Zeitpunkt und nähere Umstände der Erstgründung des Vereins 1879 werden wohl weiterhin vom Nebel der Geschichte verhüllt bleiben, die bisherige Detailsuche in den Archiven blieb leider ergebnislos. Die Wiedergründung des MAV erfolgte unter Führung des vielen noch persönlich bekannten, hochverdienten Kollegen Dr. Fritz Ostler, am 14.12.1949 – damals vielleicht noch “in der staden Zeit”. Wegen des Terminkalenders des Ministers verlegten wir den Jubiläumsfestakt auf den 15.12.1999. Der Termin und die damit verbundenen Vorbereitungen haben bei den beteiligten Vorstandsmitgliedern, weil die Vorweihnachtszeit für die Anwälte heute eben keine “stade Zeit” mehr ist, manchen wenig besinnlichen Kommentar und nicht recht adventliche Besorgnisse ausgelöst. Zum Glück gibt es aber das AnwaltServiceCenter und dort unsere tatkräftige Frau Fesl, die sich – teilweise unterstützt von den Mitarbeiterinnen der Geschäftsstelle Maxburg – umsichtig um die Details gekümmert hat und damit die Richtigkeit ihres inoffiziellen Ehrentitels als “Mutter der Münchener Anwaltschaft” ein weiteres Mal unter Beweis gestellt hat.
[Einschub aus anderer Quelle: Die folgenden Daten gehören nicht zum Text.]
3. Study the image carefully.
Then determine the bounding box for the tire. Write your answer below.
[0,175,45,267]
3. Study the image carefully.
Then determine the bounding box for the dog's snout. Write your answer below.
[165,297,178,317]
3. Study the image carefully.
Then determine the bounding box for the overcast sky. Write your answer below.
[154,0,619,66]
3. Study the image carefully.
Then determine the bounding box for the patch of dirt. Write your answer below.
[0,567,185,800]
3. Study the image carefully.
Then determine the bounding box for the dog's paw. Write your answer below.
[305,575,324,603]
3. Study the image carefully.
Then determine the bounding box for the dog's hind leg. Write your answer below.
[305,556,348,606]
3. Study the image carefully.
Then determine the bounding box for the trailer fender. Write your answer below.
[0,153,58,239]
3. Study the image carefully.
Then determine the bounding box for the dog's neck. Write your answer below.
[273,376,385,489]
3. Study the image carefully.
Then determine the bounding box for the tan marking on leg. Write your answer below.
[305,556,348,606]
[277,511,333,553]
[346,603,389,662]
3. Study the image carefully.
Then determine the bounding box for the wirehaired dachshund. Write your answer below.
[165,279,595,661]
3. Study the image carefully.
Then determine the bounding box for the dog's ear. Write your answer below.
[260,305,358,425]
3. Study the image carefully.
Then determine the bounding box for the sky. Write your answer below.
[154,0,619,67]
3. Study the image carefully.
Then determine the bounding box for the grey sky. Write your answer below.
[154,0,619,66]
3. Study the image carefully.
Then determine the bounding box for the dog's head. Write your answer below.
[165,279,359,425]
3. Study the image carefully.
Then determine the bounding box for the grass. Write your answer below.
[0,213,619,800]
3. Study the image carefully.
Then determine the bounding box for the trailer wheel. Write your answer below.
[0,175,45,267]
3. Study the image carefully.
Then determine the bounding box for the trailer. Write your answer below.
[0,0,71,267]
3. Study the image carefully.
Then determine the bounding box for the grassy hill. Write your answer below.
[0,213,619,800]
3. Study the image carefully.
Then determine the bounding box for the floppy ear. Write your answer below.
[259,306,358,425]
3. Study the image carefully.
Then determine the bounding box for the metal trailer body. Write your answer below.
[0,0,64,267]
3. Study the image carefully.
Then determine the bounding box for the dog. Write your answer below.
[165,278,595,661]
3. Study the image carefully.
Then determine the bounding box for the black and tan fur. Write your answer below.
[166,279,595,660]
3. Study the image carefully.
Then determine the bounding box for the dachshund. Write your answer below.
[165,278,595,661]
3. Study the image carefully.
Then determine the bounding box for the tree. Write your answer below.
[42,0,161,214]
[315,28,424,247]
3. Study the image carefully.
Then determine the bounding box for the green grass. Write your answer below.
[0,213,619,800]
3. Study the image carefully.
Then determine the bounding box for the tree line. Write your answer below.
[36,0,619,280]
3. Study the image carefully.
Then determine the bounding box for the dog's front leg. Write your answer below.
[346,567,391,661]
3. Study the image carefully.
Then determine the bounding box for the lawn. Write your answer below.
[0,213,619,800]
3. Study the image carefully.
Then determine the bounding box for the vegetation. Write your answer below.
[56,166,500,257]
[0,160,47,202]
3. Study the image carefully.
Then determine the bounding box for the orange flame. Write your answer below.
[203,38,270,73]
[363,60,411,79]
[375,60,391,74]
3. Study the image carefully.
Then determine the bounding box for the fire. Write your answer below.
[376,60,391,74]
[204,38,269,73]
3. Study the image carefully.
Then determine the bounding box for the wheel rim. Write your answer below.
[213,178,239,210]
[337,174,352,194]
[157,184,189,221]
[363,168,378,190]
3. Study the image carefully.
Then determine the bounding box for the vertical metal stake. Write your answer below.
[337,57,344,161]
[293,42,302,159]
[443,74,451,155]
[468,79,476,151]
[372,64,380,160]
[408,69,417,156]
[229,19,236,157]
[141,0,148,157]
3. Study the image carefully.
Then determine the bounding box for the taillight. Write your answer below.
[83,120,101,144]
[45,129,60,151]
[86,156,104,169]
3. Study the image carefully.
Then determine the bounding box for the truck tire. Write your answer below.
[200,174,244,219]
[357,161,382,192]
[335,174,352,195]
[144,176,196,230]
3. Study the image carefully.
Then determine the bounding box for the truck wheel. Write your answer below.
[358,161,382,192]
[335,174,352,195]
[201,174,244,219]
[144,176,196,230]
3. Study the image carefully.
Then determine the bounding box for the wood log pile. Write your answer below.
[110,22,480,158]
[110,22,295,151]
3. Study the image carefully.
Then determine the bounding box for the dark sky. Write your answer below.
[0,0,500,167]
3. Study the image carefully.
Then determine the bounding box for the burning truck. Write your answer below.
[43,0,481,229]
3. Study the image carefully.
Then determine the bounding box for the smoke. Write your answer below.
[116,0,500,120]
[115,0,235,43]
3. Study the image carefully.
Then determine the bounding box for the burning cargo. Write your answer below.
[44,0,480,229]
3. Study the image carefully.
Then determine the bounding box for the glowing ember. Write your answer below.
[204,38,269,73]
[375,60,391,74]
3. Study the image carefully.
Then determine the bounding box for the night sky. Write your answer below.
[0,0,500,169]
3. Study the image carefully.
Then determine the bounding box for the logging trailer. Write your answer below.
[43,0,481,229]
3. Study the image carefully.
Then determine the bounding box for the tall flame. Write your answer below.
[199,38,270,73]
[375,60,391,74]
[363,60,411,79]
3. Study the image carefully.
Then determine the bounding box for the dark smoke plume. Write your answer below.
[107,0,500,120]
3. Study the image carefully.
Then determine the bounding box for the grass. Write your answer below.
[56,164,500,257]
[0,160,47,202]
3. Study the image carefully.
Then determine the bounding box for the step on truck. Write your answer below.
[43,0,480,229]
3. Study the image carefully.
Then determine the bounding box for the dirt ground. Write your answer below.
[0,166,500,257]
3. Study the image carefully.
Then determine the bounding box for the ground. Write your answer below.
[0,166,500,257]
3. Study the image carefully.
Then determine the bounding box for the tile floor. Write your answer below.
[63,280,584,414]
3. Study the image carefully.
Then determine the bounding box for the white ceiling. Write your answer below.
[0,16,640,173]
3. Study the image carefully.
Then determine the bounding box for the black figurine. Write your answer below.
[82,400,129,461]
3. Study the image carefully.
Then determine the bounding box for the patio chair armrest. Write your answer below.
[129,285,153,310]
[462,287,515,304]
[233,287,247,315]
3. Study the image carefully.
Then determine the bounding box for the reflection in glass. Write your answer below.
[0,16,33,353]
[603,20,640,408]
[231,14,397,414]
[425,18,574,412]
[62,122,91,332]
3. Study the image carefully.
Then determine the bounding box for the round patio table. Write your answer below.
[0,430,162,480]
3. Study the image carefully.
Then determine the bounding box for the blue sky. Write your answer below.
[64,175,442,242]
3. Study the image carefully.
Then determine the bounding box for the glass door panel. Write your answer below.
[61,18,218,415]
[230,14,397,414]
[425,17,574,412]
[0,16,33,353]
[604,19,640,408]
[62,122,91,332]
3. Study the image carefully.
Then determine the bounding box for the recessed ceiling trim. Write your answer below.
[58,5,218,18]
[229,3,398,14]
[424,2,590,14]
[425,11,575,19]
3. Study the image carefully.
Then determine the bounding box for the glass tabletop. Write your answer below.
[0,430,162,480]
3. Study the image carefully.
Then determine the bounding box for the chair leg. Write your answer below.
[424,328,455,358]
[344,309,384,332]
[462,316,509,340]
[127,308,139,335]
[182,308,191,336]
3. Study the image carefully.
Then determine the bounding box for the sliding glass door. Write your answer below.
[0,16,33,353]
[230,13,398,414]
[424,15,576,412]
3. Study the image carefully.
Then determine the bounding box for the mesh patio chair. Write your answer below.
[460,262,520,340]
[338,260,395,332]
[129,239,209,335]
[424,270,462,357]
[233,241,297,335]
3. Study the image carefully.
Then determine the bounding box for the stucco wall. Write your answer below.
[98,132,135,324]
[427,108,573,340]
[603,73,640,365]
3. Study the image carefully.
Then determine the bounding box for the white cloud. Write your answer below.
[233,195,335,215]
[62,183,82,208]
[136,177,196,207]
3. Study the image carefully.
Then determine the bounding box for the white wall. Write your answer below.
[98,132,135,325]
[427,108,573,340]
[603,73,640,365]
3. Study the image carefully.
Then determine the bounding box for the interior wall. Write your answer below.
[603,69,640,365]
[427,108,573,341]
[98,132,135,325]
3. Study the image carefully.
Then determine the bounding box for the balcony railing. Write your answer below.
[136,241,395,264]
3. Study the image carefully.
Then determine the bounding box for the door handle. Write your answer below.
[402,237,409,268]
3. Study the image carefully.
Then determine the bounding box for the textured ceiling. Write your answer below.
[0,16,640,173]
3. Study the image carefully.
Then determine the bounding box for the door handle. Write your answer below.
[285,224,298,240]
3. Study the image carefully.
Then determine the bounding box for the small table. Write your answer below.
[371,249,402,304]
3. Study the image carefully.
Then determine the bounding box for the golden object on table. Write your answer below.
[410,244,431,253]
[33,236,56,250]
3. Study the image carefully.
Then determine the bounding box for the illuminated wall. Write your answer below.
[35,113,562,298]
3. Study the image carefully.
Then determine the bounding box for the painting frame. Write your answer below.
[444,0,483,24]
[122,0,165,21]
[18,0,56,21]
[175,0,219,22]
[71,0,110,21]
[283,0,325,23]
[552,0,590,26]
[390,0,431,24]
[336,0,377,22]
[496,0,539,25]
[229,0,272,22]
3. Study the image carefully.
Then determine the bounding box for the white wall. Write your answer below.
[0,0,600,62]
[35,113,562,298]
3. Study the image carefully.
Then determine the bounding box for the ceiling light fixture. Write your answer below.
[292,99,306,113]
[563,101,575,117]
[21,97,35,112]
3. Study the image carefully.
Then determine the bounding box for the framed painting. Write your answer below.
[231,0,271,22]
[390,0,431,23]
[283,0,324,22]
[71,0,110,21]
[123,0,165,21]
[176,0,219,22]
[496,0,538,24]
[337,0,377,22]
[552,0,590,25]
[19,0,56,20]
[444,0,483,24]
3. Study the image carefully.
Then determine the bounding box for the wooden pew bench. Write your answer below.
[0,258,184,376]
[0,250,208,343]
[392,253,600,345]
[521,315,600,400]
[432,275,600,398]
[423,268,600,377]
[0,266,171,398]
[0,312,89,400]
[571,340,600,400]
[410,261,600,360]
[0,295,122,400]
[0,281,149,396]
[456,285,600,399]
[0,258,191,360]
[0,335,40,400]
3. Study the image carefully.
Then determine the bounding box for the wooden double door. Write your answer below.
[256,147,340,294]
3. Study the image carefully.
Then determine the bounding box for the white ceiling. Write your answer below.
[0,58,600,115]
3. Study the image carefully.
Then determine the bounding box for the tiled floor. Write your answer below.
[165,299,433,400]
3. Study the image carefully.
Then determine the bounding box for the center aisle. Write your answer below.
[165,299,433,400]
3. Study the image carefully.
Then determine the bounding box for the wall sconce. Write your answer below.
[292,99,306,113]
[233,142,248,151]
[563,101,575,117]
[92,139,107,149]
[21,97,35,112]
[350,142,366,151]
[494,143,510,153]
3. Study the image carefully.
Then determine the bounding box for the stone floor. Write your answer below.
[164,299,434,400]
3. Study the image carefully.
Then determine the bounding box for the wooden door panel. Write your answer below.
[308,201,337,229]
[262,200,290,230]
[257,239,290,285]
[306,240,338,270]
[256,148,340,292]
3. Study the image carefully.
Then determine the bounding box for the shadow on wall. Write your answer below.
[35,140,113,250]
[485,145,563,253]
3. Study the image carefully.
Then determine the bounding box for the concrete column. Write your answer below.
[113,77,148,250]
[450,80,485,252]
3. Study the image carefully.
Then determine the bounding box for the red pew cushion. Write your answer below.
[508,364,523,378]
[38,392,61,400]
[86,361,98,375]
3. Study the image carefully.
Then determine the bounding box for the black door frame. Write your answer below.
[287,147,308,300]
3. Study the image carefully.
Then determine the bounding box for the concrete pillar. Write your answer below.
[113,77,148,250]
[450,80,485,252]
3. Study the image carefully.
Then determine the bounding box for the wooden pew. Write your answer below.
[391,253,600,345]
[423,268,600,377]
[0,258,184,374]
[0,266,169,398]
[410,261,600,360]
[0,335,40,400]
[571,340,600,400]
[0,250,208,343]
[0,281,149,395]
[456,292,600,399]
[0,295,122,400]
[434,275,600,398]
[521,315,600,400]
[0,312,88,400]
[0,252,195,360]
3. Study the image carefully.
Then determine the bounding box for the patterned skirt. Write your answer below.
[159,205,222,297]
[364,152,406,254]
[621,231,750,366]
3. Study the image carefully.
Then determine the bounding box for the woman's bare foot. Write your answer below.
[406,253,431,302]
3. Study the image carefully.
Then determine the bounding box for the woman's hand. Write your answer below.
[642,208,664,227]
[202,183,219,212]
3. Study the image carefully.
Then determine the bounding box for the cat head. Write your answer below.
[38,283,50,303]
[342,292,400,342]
So waren letztlich Festschrift, Blumenschmuck und Musiker, Vorstand und Gäste pünktlich bereit, und eigentlich lief alles wie am Schnürchen. Da unsere Musiker – Mitglieder des Bayerischen Staatsorchesters – einen Probetermin hatten, und die Redner entsprechend diszipliniert waren, gelang ein Festakt ohne Längen und unterdrücktes Gähnen. Die Würze lag aber nicht etwa nur in der Kürze oder der originellen musikalischen Umrahmung, sondern auch im teils ernsten, teils launigen Inhalt – zu letzterem hervorzuheben der Rat im Grußwort des Präsidenten der Rechtsanwaltskammer, Kollegen Dr. Ernst, der Verein möge danach streben, es bei der Mitgliederzahl seiner “großen Schwester” nachzutun – prompt am nächsten Tag von der Süddeutschen Zeitung zitiert. Der Präsident des Deutschen Anwaltvereins, Kollege Dr. Streck, in der SZ einer uns bis dato noch unbekannten “Deutschen Anwaltskammer” zugeordnet, gab der Münchner Kollegenschaft in seinem Grußwort zündende Argumente für den selbstbewußten und optimistischen Umgang mit den Herausforderungen der Zukunft mit auf den Weg. Herr Staatsminister der Justiz Weiß überbrachte die Grüße des Ministerpräsidenten und schnitt in seinem sehr lebensnah und praxisbezogen gestalteten Vortrag praktisch alle aktuellen Themen aus Justiz und Rechtspolitik an.

Im Anschluß an seinen Vortrag erhielt der Minister das (offizielle) erste Exemplar unserer Festschrift – interessierte Kollegen können Exemplare bei der Geschäftsstelle erhalten und in Kürze auch über das Internet Zugriff nehmen, die Informationen dazu folgen hoffentlich im nächsten Heft.

An den Festakt schloß sich dann noch für ca. eine Stunde ein Imbiß mit den Gästen (Vertreter des Landtags und zum letzten Mal des Senats, auffällig stark vertreten das Justizministerium, daneben die Spitzen der Justiz aller Fachzweige, Vertreter fachnaher Verbände und Kammern, etliche Autoren unserer Festschrift und last but not least der Illustrator unserer Festschrift, Kollege Philipp Heinisch etc. etc.) an. Und da war es dann plötzlich ein bißchen wie in der guten alten Zeit. Das Bier war süffig, die viel bestaunten §§-Brezeln rösch, der Leberkäs herzhaft und “die Honoratioren a bissl vornehm und a bissl leger”.

In dieser entspannten Atmosphäre konnten etliche Kontakte geknüpft oder vertieft werden, die bei unserer künftigen Sacharbeit wertvolle Dienste leisten können.

Bei der Begrüßung zum Festakt war es mir ein Anliegen, den Beitrag unserer im Dritten Reich verfolgten jüdischen Kollegen und ihr Schicksal hervorzuheben. Das Doppeljubiläum, das den Bruch in unserer Vereinsgeschichte aufzeigt, war hierfür ein gegebener Anlaß. Unserer Traditionen sollten wir uns aber vor allem auch im Alltag bewußt sein – in diesem Sinn wurde der Blumenschmuck nach dem Festakt einem Zweitnutzen zugeführt und der Raum vor der Gedenktafel im Eingangsbereich des Justizpalastes damit geschmückt.